La tragedia di Maria Grazia Tortora si consumò nel settembre 2019

Scese dall’auto e, per sorreggersi, si appoggiò a una staccionata che, improvvisamente, cedette, facendola cadere in un dirupo, a Rodio, frazione di Pisciotta. Le ferite riportate furono fatali per Maria Grazia Tortora, 86enne del posto.

Cadde in un dirupo: il processo

Dopo le indagini e la richiesta di rinvio a giudizio della Procura di Vallo della Lucania, a distanza di tre anni dall’incidente, andranno a processo con l’accusa omicidio colposo tre persone.

Si tratta del responsabile dell’ufficio tecnico comunale, Domenico Conti, difeso dall’avvocato Giovanni Laurito; il già responsabile del medesimo ufficio Marcello Saturno, difeso dagli avvocati Franco Castiello e Vincenzo Cannavacciulo, e Valentino Marzotti, il legale rappresentante della ditta che si stava occupando dei lavori sulla staccionata difeso Carmine Giovine.
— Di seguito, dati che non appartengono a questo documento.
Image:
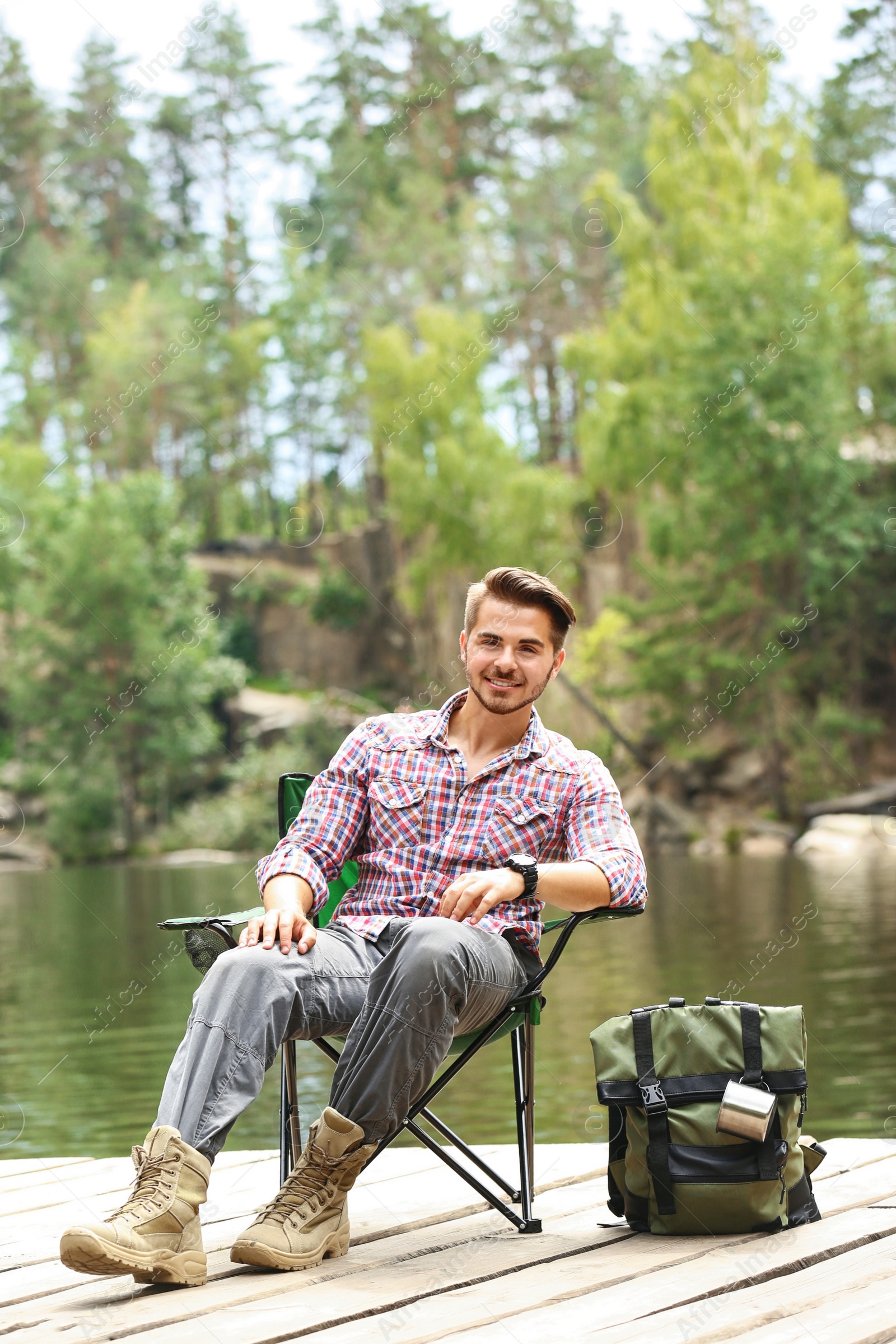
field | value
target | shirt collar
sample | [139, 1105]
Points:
[535, 743]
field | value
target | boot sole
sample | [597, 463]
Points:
[265, 1257]
[88, 1254]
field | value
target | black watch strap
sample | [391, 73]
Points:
[528, 870]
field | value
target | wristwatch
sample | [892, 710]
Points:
[528, 870]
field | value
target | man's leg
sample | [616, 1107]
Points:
[437, 978]
[432, 978]
[248, 1003]
[250, 1000]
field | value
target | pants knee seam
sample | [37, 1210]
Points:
[220, 1026]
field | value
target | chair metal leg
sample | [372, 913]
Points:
[291, 1130]
[523, 1053]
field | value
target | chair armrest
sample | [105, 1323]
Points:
[568, 928]
[207, 921]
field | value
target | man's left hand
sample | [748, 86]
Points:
[474, 894]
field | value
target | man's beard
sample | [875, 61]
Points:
[507, 709]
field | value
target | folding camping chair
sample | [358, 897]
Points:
[206, 939]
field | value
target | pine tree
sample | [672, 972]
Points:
[108, 180]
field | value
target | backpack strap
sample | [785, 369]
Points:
[753, 1045]
[657, 1110]
[752, 1037]
[618, 1146]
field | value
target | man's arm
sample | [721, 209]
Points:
[295, 878]
[570, 886]
[288, 902]
[605, 865]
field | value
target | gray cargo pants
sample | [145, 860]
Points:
[398, 1002]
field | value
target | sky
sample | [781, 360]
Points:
[54, 30]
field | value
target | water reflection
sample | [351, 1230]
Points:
[93, 996]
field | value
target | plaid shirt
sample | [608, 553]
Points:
[396, 799]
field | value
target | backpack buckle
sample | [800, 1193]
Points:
[654, 1099]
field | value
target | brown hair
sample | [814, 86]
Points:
[526, 588]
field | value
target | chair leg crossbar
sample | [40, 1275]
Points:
[523, 1056]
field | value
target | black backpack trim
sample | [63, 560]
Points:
[689, 1088]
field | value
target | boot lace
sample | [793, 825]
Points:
[146, 1186]
[308, 1183]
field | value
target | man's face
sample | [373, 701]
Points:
[510, 656]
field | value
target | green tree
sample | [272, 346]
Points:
[463, 499]
[727, 375]
[110, 185]
[112, 667]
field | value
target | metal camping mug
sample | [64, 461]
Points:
[746, 1112]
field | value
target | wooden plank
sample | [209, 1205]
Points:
[844, 1155]
[816, 1275]
[856, 1187]
[12, 1168]
[866, 1315]
[129, 1311]
[251, 1179]
[637, 1278]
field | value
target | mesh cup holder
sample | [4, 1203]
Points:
[206, 945]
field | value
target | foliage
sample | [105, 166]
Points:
[339, 601]
[725, 373]
[244, 816]
[528, 286]
[113, 663]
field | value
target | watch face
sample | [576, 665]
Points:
[526, 861]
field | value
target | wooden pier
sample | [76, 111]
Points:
[426, 1264]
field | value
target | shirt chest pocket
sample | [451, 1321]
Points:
[396, 814]
[519, 825]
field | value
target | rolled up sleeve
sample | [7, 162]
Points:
[598, 830]
[327, 831]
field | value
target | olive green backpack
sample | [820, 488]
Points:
[661, 1073]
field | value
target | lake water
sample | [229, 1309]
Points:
[80, 1076]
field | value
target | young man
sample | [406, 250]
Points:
[464, 822]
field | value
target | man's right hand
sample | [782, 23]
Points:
[285, 921]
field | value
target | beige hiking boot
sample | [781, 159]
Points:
[308, 1220]
[155, 1235]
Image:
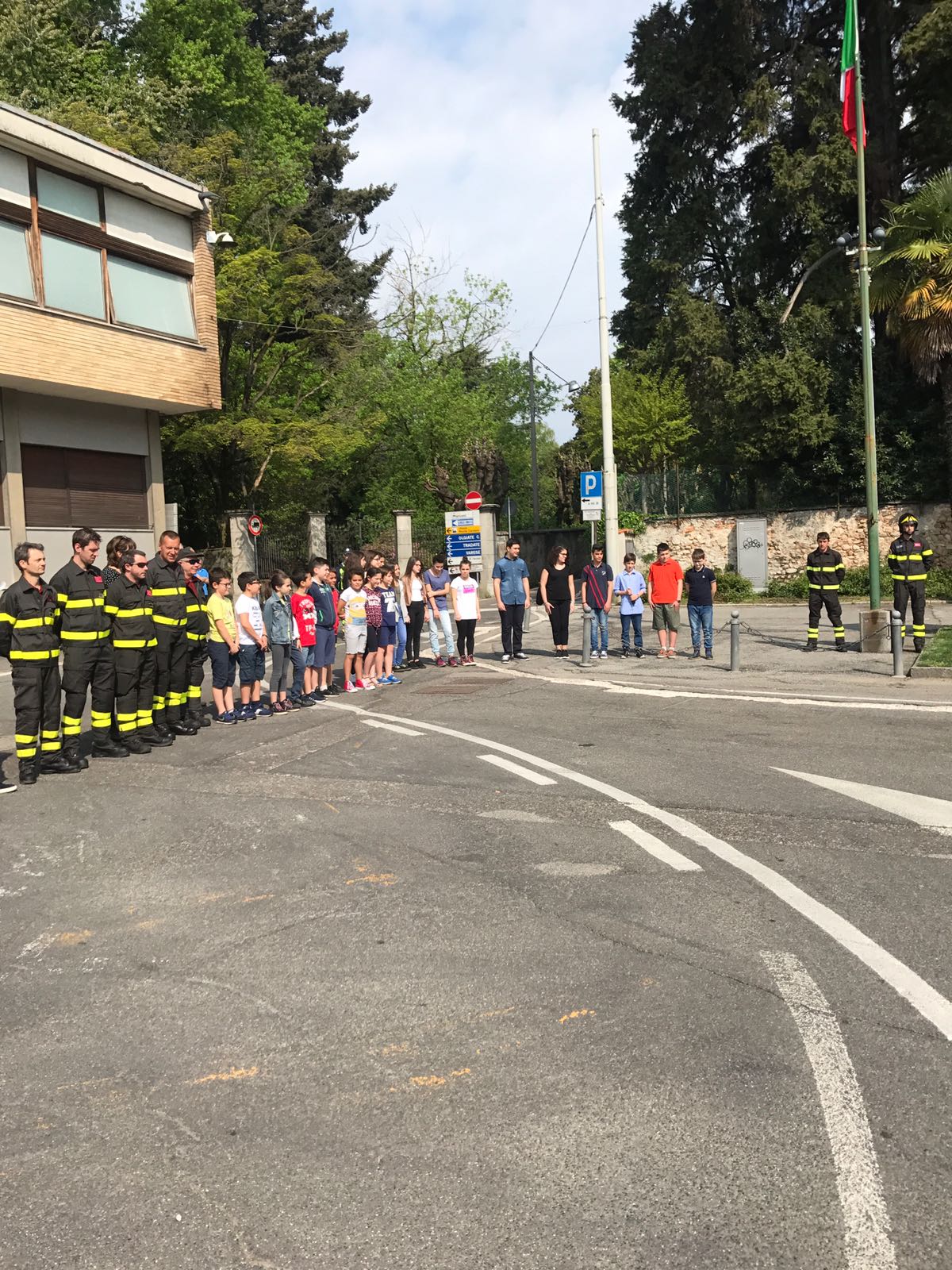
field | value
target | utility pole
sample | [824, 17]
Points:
[532, 441]
[613, 548]
[873, 492]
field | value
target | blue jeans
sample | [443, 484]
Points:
[447, 633]
[701, 618]
[600, 624]
[628, 622]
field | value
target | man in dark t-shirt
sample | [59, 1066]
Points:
[701, 586]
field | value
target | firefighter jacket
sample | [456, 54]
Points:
[196, 613]
[824, 571]
[82, 595]
[29, 624]
[130, 610]
[167, 583]
[911, 559]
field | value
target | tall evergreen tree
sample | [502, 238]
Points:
[298, 44]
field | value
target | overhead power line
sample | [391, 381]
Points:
[588, 226]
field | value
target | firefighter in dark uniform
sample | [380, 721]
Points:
[824, 575]
[86, 653]
[167, 583]
[197, 633]
[130, 609]
[29, 639]
[911, 559]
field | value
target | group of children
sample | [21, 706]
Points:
[382, 613]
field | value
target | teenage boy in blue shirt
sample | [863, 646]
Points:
[631, 587]
[701, 586]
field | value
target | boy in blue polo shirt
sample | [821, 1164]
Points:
[631, 587]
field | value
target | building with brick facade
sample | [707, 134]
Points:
[107, 323]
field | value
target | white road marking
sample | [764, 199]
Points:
[932, 813]
[919, 994]
[393, 727]
[865, 1217]
[757, 698]
[527, 775]
[655, 848]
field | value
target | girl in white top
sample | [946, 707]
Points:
[465, 592]
[416, 598]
Assolto, invece, il sindaco Ettore Liguori, che, difeso dall’avvocato Giovine, aveva scelto il rito abbreviato. Assolto anche il genero dell’anziana che cadde nel dirupo, Antonio Di Biasi, difeso dall’avvocato Luisa Feola, che quel giorno la stava accampanando in auto.

Il caso

La tragedia avvenne il 30 settembre 2019.
La donna cadde in un dirupo a Rodioo. Fu trasferita in gravi condizioni all’ospedale San Luca di Vallo della Lucania dove il suo cuore cessò di battere dopo otto giorni.

Le indagini

I familiari presentarono denuncia ai carabinieri. La Procura presso il Tribunale di Vallo aprì un fascicolo di indagine, che ha portato con il sostituto procuratore Luigi Spedaliere al rinvio a giudizio dei due tecnici comunali e del titolare della ditta.

La figlia della donna, difesa dall’ avvocato Franco Maldonato, si è costituita parte civile.